Rink did not answer. He was staring out the window, seemed not to have heard. He
had drunk half the bottle himself. The skeleton of a ship lay on the shore. A ship
found drifting off the coast, abandoned, the previous summer. A strange story, Rink
said.

The officers let the man talk. Every now and then Myer made a civil noise in his
throat. Morgan caught the sister looking at him. She raised her eyebrows a fraction,
her shoulders, and gave a silent sigh. Every year a package came down from Upernavik
with the last of the whalers – however many sentimental novels the priest there had
managed to beg from the captains that season.
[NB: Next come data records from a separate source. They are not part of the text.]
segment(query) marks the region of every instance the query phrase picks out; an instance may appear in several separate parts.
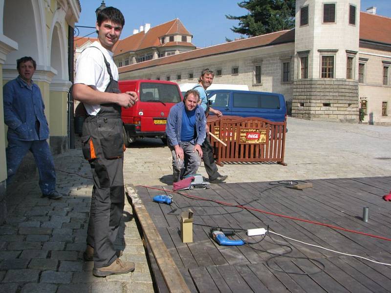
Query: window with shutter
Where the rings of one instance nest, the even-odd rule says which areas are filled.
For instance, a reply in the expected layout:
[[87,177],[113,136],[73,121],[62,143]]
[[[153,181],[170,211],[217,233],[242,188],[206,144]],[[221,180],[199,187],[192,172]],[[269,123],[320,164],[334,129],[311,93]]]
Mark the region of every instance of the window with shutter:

These and her brother's stories were
all she had to shorten the winter nights.

Standing at the window beside him, Myer said he dared not imagine what it was like,
inside the natives' huts. Rink led the way to the nearest one, and Myer followed
eagerly. From the porch, they watched him pull aside the flap. They watched Myer
lean forward, then jerk his head backward, as though he'd been struck. They live
in a ditch, he shouted back to the house, and called his officers to come and see.

The officers all obeyed, but just as Morgan made to follow Miss Rink placed a hand
on his arm. She shook her head. She made an ugly face. He did not go. They stood
in silence, alone on the porch. Morgan watched her touch the tip of her cigar to
the post and put what was left back into the case. Just as gently, she touched her
fingertips to the drop of green glass hanging at her neck. This was as though it
might not still be
there – an elegant pretence. They stood and listened to the ice
groan and stutter down at the shore. There was rain on the way. The low sky was a
slab of stone.

Are you quite sure you cannot stay for dinner? she asked.

I would very much like to, he said.

They talked carefully. She said she had not so much as set foot on a boat or a sledge
for five years.

Morgan made no comment. Rink and the other officers came back and stood up on the
porch out of the rain. Myer was hounding him for supplies.

There were no supplies, Rink said. The most he could offer them was a few hares,
a young goat. They could have all the codfish they liked, of course.

What about furs? Myer said. There was nothing he would not trade. Books, rum, beer
– whatever Rink and his sister wanted most.

It made no difference. There were no furs. The reindeer, Rink said, sprawled his
arms in a helpless gesture. The great days were gone. They should have stopped farther
south.

But Myer refused even to think of going back. He was afraid of being late, of missing
his chance, of not getting through. In the end, the officers all went back into the
house and waited with the sister, and drank her coffee, while Rink did the rounds
of the huts, confiscating what he could.